Também pega a gestão em seu momento mais difícil, abalado pelos escândalos dos áudios de suposta corrupção envolvendo a irmã e braço direito de Milei, Karina, em um esquema de compra de medicamentos com propina.
Com isso, o governo acumula sua vigésima derrota consecutiva no Congresso.
Pelo texto, a aprovação dos Decretos de Necessidade e Urgência passaria a exigir que o Executivo obtenha a ratificação de cada texto em ambas as Casas do Congresso dentro de 90 dias.

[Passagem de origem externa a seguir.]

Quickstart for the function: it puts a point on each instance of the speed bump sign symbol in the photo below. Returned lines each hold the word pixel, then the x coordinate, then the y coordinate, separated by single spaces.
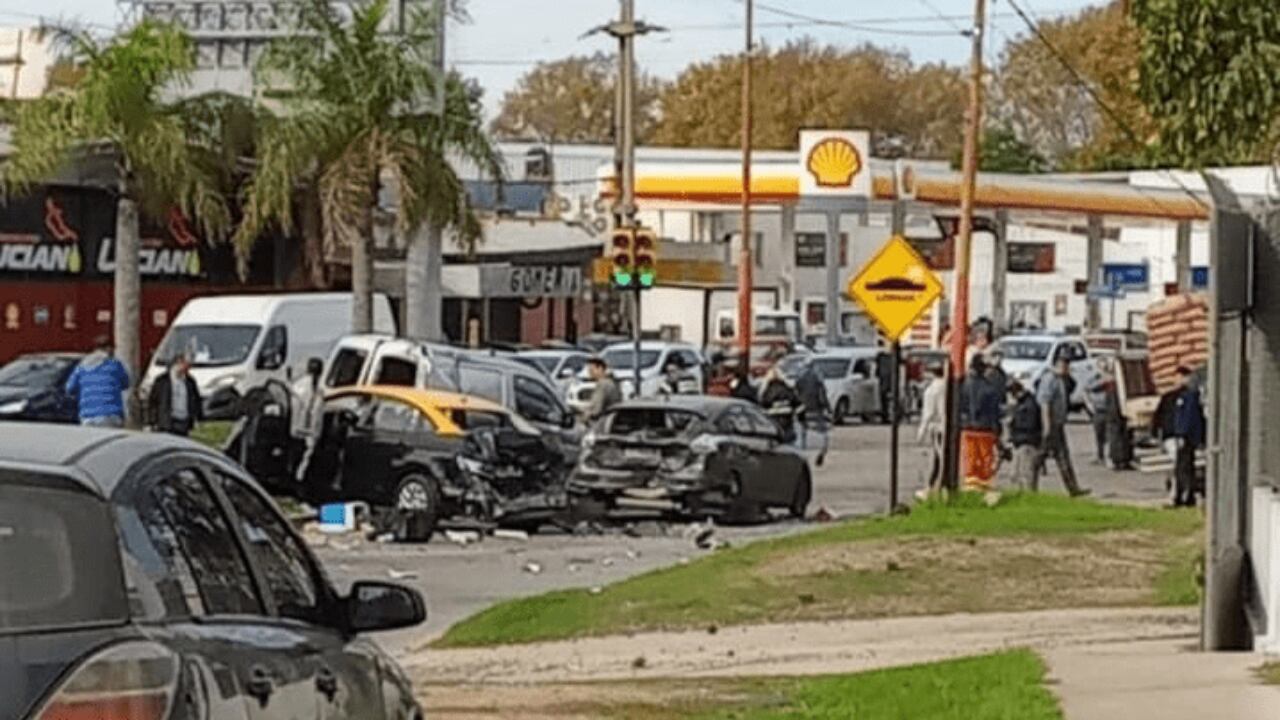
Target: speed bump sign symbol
pixel 896 287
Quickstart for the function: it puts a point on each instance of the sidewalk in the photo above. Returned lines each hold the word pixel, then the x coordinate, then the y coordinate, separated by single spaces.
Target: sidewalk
pixel 1165 679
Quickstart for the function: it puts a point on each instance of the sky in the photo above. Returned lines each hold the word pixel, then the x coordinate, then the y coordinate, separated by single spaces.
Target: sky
pixel 506 37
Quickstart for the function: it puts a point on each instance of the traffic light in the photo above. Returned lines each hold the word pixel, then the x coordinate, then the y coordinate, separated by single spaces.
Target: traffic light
pixel 645 253
pixel 622 256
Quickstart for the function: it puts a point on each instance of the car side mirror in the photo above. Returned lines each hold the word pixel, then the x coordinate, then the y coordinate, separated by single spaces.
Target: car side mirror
pixel 223 405
pixel 374 606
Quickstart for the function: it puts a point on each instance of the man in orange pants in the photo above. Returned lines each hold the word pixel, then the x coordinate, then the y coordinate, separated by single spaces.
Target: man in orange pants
pixel 979 427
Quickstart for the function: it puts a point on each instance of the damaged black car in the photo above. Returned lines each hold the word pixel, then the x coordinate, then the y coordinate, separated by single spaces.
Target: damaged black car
pixel 689 458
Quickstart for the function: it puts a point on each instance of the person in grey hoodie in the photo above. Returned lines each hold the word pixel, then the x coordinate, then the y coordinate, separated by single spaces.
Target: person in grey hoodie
pixel 99 384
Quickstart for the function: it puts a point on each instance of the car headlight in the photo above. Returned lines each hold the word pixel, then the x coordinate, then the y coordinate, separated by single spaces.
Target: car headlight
pixel 224 382
pixel 13 406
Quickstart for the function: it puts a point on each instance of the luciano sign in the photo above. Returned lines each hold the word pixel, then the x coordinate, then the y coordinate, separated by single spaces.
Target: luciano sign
pixel 60 233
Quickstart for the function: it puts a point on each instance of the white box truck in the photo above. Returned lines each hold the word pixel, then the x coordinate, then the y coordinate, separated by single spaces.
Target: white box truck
pixel 241 341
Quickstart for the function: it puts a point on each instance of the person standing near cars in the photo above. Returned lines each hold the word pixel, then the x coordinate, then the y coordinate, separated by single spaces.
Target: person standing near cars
pixel 1052 393
pixel 99 383
pixel 606 393
pixel 1025 433
pixel 1100 404
pixel 1189 428
pixel 176 404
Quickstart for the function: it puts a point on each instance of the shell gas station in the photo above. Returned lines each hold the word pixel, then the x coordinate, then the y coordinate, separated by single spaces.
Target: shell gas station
pixel 1045 246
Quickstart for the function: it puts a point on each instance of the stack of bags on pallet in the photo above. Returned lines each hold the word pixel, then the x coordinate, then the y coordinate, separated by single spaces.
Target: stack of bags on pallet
pixel 1178 335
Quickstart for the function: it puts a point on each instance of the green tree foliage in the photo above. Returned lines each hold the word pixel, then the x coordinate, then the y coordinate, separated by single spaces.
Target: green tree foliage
pixel 1211 77
pixel 572 100
pixel 910 109
pixel 348 115
pixel 1040 99
pixel 168 154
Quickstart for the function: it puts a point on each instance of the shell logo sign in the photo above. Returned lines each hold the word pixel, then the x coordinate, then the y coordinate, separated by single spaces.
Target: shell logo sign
pixel 835 163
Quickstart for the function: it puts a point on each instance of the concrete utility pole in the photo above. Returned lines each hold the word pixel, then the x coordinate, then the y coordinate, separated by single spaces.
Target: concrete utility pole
pixel 964 250
pixel 745 277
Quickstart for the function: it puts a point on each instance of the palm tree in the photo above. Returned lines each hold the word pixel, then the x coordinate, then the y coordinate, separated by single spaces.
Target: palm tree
pixel 347 119
pixel 124 106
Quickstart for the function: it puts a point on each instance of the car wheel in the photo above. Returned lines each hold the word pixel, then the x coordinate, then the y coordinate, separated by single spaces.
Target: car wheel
pixel 801 496
pixel 841 411
pixel 417 506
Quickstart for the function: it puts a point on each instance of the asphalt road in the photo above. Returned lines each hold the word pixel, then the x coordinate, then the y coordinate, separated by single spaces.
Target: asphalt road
pixel 460 580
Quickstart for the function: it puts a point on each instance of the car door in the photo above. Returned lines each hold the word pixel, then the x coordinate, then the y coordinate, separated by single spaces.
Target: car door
pixel 777 463
pixel 383 437
pixel 744 451
pixel 346 679
pixel 192 587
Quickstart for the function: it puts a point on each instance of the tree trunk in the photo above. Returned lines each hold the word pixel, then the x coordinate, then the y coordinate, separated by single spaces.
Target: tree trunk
pixel 362 277
pixel 128 301
pixel 312 240
pixel 423 283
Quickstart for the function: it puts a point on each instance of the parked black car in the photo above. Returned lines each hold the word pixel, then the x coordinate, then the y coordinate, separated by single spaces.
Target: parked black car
pixel 416 459
pixel 689 456
pixel 144 577
pixel 31 388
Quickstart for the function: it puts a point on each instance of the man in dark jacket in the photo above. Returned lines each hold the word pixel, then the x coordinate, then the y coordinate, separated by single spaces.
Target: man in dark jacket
pixel 1025 432
pixel 1189 428
pixel 176 404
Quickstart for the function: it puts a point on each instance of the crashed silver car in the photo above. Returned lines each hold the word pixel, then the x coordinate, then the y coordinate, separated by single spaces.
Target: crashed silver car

Caso não consiga esse apoio, os decretos serão automaticamente revogados.
A proposta dos senadores foi aprovada por 56 votos a favor, 8 contra e 2 abstenções, com amplo apoio da oposição, sobretudo da bancada peronista, que até agora não havia buscado modificar a legislação que permite a validade dos decretos até que eles sejam rejeitados.
Pela regra ainda vigente, os decretos têm aprovação automática se o Congresso não se manifestar a respeito. Com a mudança, que ainda precisa passar pela Câmara, o decreto poderá cair com a rejeição por apenas uma das Casas.